Timminco and the underwriting syndicate, which is led by Clarus Securities Inc. and includes Paradigm Capital Inc. (the "Underwriters"), have also agreed to increase the size of the over-allotment option by 87,178 common shares, resulting in an over-allotment option to purchase up to an additional 654,043 common shares at a price of CAN $8.50 per share, for a period of 30 days from closing. Timminco has also agreed to increase AMG's option to purchase additional common shares by 89,296 common shares, for a total of up to 669,931 common shares, at the same price per share, for a period of 30 days from closing, to the extent that the Underwriters' over-allotment option is exercised. The exercise of these options in full would result in total gross proceeds of approximately CAN $86 million.

As announced earlier today, construction of the new 3,600 metric ton solar silicon plant at Timminco's wholly-owned subsidiary, Becancour Silicon Inc. ("Becancour"), is proceeding on plan. The proceeds of the present financing will be used for major production capacity expansion in light of increased demand for Becancour's products.

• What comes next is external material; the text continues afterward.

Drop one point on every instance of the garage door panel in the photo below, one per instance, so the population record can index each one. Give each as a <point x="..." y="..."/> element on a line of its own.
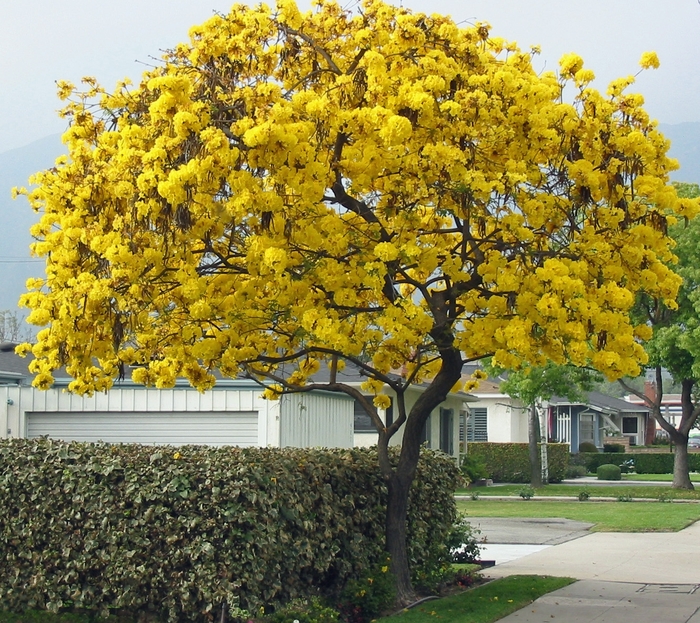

The proceeds will also be used to further Becancour's objective to increase the quality of its production beyond the 99.999% ("five nines") material presently produced. The balance of the proceeds will be used for general corporate purposes. The completion of this financing is subject to certain conditions including Timminco receiving all necessary regulatory approvals. Closing is expected on or about September 27, 2007.

The financing is subject to Toronto Stock Exchange approval.